Several of the 10 top Nama developer names have hotel investments, including Bernard McNamara, and Johnny Ronan and Richard Barrett of Treasury Holdings.
Holiday Homes
Estimated to have cost the State €380m in total, Fine Gael leader Enda Kenny introduced the first holiday home tax-break scheme when he was Tourism Minister in 1995. More would follow.
Aimed at driving development in down-at-heel coastal towns and villages, schemes like Section 48 allowed investors in holiday homes to offset the cost of the property against all their income, on condition that they made them available for tourists to rent for 10 years.
It was a backbench TD/local builder's wet dream. Tic-tac houses and apartments sprang up in places like Carrick-on-Shannon, Enniscrone and Lahinch. The numbers built actually doubled the size of some small towns and villages.
But even with the surge in staycations, many of these holiday homes remain empty this summer.
Historical importance
Owners of hotels and bars in profit gold mines like Dublin's city centre were able to claim tax breaks if their properties were deemed of "scientific, historic, architectural or aesthetic interest". Money spent on the repair, maintenance or restoration of the buildings could be written off against tax.
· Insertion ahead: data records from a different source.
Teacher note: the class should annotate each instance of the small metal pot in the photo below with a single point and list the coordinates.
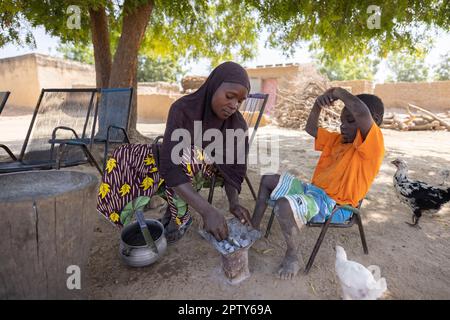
(134, 251)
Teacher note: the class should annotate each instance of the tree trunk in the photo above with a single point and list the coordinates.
(124, 68)
(102, 50)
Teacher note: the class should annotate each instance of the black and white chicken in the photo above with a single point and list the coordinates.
(419, 196)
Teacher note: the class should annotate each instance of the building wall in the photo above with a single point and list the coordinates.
(61, 73)
(357, 86)
(26, 75)
(154, 107)
(270, 86)
(434, 96)
(19, 75)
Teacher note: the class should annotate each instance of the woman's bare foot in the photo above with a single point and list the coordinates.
(289, 267)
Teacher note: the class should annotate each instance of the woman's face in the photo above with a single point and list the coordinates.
(227, 99)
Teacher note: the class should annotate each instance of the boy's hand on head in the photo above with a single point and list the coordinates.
(327, 98)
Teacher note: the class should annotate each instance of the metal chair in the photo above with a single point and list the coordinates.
(3, 98)
(55, 108)
(356, 216)
(113, 112)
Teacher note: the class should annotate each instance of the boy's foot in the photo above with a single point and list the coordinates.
(289, 267)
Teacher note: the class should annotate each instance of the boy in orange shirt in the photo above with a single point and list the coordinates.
(347, 167)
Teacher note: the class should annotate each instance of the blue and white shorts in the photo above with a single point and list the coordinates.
(308, 202)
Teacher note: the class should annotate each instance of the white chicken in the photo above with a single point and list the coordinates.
(357, 281)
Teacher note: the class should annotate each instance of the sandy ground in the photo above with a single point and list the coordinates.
(415, 263)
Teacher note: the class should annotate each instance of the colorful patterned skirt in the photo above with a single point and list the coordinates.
(131, 172)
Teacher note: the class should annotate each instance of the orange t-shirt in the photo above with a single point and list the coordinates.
(345, 171)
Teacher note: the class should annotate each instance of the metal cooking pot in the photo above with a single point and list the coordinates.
(134, 251)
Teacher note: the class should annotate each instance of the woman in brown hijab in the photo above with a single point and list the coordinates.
(132, 170)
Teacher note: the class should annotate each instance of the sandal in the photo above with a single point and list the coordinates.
(173, 236)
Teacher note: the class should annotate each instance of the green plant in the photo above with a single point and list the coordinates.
(136, 207)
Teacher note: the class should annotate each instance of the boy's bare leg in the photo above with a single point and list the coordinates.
(266, 186)
(290, 265)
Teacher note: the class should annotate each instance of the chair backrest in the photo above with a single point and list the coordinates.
(3, 98)
(72, 108)
(252, 109)
(113, 108)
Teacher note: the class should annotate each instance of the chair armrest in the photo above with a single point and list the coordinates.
(62, 128)
(8, 151)
(156, 140)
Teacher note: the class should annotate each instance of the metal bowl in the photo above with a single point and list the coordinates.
(134, 251)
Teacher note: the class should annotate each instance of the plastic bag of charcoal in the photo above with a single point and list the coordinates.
(239, 237)
(234, 249)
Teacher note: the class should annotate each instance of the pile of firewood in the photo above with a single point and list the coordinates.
(295, 102)
(421, 120)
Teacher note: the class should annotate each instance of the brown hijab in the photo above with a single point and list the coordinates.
(197, 107)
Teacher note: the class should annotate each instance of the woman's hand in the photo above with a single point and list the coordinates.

The owners of well-known pubs like Doheny & Nesbitts and the Odeon have benefitted, and Ronan and Barrett claimed for Treasury Holdings's Malting Tower on Grand Canal Quay and the Westin Hotel on College Green.
Private hospitals
Some big business names borrowed and invested millions into these lavishly tax-incentivised developments.
Tax breaks introduced in 2001 and 2002 allowed owners of private medical facilities to claw back 40 per cent of what they invested in construction. The Goodbody review said it had cost €26m in foregone tax by 2006.
Legislation introduced by then Finance Minister Charlie McCreevy made the reliefs possible. Health Minister Mary Harney's co-location mission added appeal for investors.
Paddy Shovlin's Landmark Developments built the €200m Beacon Clinic in Sandyford in Dublin, and he set up Beacon Medical Group (BMG).
Ballymore boss Sean Mulryan joined fellow developer John Flynn and beef baron Larry Goodman in backing the Hermitage, a €110m 126-bed private hospital in west Dublin.
Finance Minister Brian Lenihan axed capital allowances for private hospitals in the 2009 Emergency Budget, but not for projects already in development, which are covered up to 2013.
Several big private hospital names are making losses. A 10-year clawback feature means investors have to hold their stake for 10-15 years or repay the tax saved.
Urban/rural renewal
Goodbody puts at €2bn these breaks aimed at tackling decline in small towns and villages before they were stopped in 2006 by Brian Cowen.
The rural scheme, Goodbody said, "has not represented value for money". It had led to an over-supply of housing, it added. It was introduced by McCreevy in 1999, covering counties such as Leitrim, Roscommon and Longford.
Goodbody said the urban scheme had been "extremely valuable" but it also caused property price inflation.